Sorry in advance for the "book," this has been two weeks of hell.
Okay, so I built a machine for a someone several months ago. I'd built a karaoke machine for her bar, and she was impressed enough with the work that she wanted me to replace her other machine with something similar. So, some of these specs will seem overkill for a general use machine, but that's what she wanted:
Case: Corsair Obsidian 750D
CPU: Intel Core i7 6700K 4ghz
Mobo: MSI Z170A GAMING M9
RAM: G.SKILL TridentZ 16gb PC3200
CPU Cooler: Corsair Hydro H60
PSU: Corsair RM850X (Replaced with Corsair HX750i)
Primary SSD: Samsung 850 Pro 512gb
Secondary HDD: HGST Deskstar 3TB
GPU: MSI GeForce GTX 950
Optical Drive: LG 16x Blu Ray Burner
Operating System: Windows 10 Pro 64
With Dual Dell U2415 monitors
Anyway, the machine worked flawlessly for the first few months. Then, about two months ago, it suddenly would not wake from sleep mode. Yes, I know. Just disable sleep mode, but it's a feature that she wants to be able to take advantage of.
Anyway, the tower would seem powered, but the monitors would never come out of sleep mode. One would have to hard boot to begin using the machine again, although this would almost always lead to a BSOD. Usually a WHEA_UNCORRECTABLE_ERROR
I began by unplugging any unnecessary peripherals. No change. I clean uninstalled and updated the NVidia drivers. No change. I updated the BIOS. No change. I disconnected the NVidia GPU, and used the onboard GPU. No change.
By this point, Windows would no longer boot at all, and every attempt to enter safe mode would result in a locked up windows loading animation.
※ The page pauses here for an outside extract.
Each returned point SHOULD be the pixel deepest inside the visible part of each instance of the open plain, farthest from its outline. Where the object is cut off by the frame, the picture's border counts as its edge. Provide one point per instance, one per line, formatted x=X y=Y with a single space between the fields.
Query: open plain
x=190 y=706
I used a system restore image I had created after the base install initially, but the problems persisted. In fact, I started getting new BSOD message: MACHINE_CHECK_EXCEPTION
When I went to take the tower apart, I noticed that there had been a sandal underneath the tower, perfectly placed to block the air intake of the PSU. Opening the tower, I noticed a smell which could either be burned electronics, or simply warm.
I re-seated every cable, packed up the tower, and tried to boot into Windows. After a completely successful boot I began testing the sleep mode, and both a 10 minute test, and a 5 hour test were successful. So, I began a much longer test.
When I returned 17 hours later, the problems were back full force. Windows would not load at all, had to hard boot, and perform a system restore. Now, I wasn't getting WHEA BSODs, I was just getting a ton of MACHINE_CHECK and the not seen before CLOCK_WATCHDOG_TIME_OUT.
Going more short form here:
Tested the PSU: Voltages were out of spec (way too low)
Replaced the PSU with Corsair HX750i : Brief improved system performance, but quickly right back to old problems.
Ran memory test: Consistently passed. Even with individual sticks installed.
(Edit: forgot a step)
Swapped SSD for known working HDD. Windows installation failed, BSOD on restarts during installation.
Replaced the Mobo and CPU: Improved stability of the machine, but major Windows installation corruption despite several re installations, and the sleep mode issue persists. System will work until Windows updates are being applied, and then at some random point, a major crash during restart, boot, or sleep will corrupt something and the whole installation becomes unrecoverable.
Removed GPU, Front Panel headers, secondary hard drive, optical drive.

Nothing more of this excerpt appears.